Mehmet Hanifi GÜLEL
Tarım eğitiminde yalnızca ziraat fakültelerinden yetinmeyip, farklı kısımların de dayanağıyla beşeri sermaye yaratılması gerektiğini kaydeden Türkiye Teknoloji Geliştirme Vakfı Elçisi Emrah İnce, geleceğin tarımını anlamak için uberizasyona (hiçbir şeyin olmadan iş yapma) gidilmesi gerektiğini söz etti. İnce, “Artık kuşakların geçmesiyle gelecekteki tarımı yönetme talihimiz yok. Zira tarımın yeni gübresi elbet datadır ve bilgi olmadan tarımla ilgili ileriye adım atamayız” dedi.

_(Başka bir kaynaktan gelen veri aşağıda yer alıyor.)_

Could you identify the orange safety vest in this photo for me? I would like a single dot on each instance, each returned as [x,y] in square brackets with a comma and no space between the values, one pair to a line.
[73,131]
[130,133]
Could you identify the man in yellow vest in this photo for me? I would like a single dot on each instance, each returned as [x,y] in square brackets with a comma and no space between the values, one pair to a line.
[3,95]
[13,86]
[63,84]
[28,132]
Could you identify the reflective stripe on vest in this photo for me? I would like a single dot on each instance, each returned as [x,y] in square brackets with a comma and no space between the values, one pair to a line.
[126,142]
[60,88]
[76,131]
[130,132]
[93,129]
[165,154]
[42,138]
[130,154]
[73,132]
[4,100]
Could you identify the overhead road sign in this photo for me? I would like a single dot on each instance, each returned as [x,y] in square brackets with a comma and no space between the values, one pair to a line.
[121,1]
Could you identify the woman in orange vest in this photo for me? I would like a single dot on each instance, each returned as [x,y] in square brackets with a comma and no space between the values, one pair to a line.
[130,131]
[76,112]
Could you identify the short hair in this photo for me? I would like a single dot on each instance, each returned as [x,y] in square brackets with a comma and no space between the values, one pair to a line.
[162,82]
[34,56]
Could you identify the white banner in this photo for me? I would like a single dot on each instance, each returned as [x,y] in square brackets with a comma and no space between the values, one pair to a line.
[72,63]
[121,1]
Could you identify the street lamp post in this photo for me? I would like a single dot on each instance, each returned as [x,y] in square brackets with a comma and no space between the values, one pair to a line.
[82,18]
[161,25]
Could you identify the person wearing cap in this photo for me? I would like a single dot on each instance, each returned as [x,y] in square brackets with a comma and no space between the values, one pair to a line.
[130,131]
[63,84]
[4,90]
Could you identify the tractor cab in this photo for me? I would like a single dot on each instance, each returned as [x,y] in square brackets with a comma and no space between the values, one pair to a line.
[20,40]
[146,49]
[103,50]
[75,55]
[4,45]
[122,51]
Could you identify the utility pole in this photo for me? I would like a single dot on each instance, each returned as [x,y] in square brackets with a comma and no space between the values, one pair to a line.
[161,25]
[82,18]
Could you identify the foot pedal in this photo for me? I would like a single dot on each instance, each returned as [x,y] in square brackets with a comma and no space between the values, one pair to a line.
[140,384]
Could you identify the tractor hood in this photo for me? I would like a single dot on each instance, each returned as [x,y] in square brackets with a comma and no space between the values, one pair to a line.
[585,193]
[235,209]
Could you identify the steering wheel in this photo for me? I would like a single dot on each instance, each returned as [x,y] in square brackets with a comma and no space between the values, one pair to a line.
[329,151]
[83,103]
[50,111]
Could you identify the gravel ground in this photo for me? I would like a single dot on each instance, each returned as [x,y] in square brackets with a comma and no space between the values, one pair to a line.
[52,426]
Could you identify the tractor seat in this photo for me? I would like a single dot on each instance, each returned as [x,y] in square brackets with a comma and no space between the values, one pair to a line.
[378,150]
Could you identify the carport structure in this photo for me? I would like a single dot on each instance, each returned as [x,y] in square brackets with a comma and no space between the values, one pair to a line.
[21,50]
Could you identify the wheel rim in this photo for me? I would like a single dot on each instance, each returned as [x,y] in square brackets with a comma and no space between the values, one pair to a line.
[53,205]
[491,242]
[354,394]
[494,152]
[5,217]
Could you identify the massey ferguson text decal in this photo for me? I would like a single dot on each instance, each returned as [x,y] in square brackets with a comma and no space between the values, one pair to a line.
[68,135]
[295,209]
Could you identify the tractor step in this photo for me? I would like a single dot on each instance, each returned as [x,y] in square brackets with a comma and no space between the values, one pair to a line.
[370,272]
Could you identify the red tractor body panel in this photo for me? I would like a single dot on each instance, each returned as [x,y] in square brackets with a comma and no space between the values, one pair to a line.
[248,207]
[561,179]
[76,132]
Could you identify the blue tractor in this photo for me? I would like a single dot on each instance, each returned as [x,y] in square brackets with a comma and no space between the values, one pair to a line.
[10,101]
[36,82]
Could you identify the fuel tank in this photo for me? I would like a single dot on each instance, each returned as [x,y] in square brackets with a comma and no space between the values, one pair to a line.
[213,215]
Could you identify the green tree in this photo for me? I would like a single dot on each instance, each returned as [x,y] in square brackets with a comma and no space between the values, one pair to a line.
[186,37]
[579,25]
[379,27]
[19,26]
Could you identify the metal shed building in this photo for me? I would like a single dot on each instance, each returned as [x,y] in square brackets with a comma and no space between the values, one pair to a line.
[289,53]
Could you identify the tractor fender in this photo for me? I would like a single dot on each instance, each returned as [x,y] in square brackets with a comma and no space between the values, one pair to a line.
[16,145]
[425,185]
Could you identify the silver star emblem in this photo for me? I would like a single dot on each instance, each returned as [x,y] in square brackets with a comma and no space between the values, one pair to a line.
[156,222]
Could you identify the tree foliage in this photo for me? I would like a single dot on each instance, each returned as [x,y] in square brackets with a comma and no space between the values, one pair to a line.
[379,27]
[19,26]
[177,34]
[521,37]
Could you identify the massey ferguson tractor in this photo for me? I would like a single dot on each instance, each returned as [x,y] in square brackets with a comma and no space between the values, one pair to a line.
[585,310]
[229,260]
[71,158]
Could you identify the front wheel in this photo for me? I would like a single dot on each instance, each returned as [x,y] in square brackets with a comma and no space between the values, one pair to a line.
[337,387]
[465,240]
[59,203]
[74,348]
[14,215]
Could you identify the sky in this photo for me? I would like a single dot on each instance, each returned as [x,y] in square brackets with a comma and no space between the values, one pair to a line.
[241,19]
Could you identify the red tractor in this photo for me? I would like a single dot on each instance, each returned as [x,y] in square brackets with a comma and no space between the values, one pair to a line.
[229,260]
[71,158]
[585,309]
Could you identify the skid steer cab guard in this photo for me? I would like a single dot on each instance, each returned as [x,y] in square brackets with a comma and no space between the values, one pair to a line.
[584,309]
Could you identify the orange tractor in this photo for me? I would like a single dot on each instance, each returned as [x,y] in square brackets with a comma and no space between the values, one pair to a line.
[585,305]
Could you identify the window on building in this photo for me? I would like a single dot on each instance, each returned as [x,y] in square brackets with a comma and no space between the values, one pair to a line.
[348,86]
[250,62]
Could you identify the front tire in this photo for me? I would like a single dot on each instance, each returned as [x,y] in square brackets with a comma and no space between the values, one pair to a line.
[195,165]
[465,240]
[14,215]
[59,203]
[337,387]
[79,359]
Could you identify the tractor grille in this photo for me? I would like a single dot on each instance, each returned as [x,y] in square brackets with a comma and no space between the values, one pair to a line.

1. IAOM Avrasya Memleketler arası Kongre ve Sergisi’nde düzenlenen “Profesyonel Değirmenciler Bir Ortaya Geliyor, Avrasya Ülkelerinin Eğitim&Öğretim Gereksinimleri ve Beklentileri” panelinde konuşan İnce, iklim değişikliği ve değişen biyoçeşitliliğin bir bilgiden oluştuğunu söyledi. Bilginin de işlendiği vakit kıymetli olduğuna vurgu yapan İnce, “Bu bilgiyi de tahlil edecek yeni beşeri sermaye yalnızca tarımı yahut ziraatı bilmekten gelmeyecek. Geleceğe baktığımızda farklı beşeri sermayenin tarımın içine çekilmesi gerekiyor. Tarım eğitiminin, ziraat fakültelerinin geliştirilmesinden fazla başka kısımların içine ziraatı yerleştirip orada bir evrim geçirmesini öneriyorum. Bunu yapamazsak birçok eserde birinci 10’da olduğumuz klasmanı sürdüremeyeceğiz” diye konuştu.
“Türkiye’de tarım için Ar-Ge’ye 240 milyon dolar ayrılıyor”
Türkiye’nin 8,5 milyar dolarlık Ar-Ge bütçesinin kaynağının yalnızca yüzde 3’ü olan 240 milyon doların ziraî ArGe’ye ayrıldığını bildiren İnce, “Yeni gelişen dünyada buğdaya, buğdayı üretmek için çiftçiye, kaliteli buğday için ise ziraî Ar-Ge ve inovasyona muhtaçlık duyuyorsak eğitim bu alanlara yoğunlaşmalı” halinde konuştu. Çukurova Üniversitesi Öğretim Vazifelisi Prof. Dr. M. Sertaç Özer de Anadolu’nun buğdayın gen merkezi olduğunu belirterek, hakikat eser planlamasının yanı sıra kârlılık ve verimlilik noktasında kesinlikle aktif eğitim çalışmalarının yapılması gerektiğini vurguladı.
“Türkiye eğitim ve araştırmayla buğdayda kendine yetebilir”
Anadolu’da buğdayın tarihinin çok eskilere dayandığını, Hititliler ve Göbeklitepe medeniyetlerinde buğday ve ekmeğin çok değerli yeri olduğunu vurgulayan İstinye Üniversitesi Öğretim Vazifelisi Prof. Dr. Hamit Köksel, “1925 yılından itibaren yapılan kolay ıslah çalışmalarıyla randımanda 3 kat kadar artış sağlanmış. Türkiye, 10 yılda kendine kâfi hale gelmiş. Nüfus artışıyla bir arada kendine yeterlilik azaldı. Türkiye eğitim ve araştırmayla buğdayda tekrar kendi kendine yetebilir hale gelir” dedi.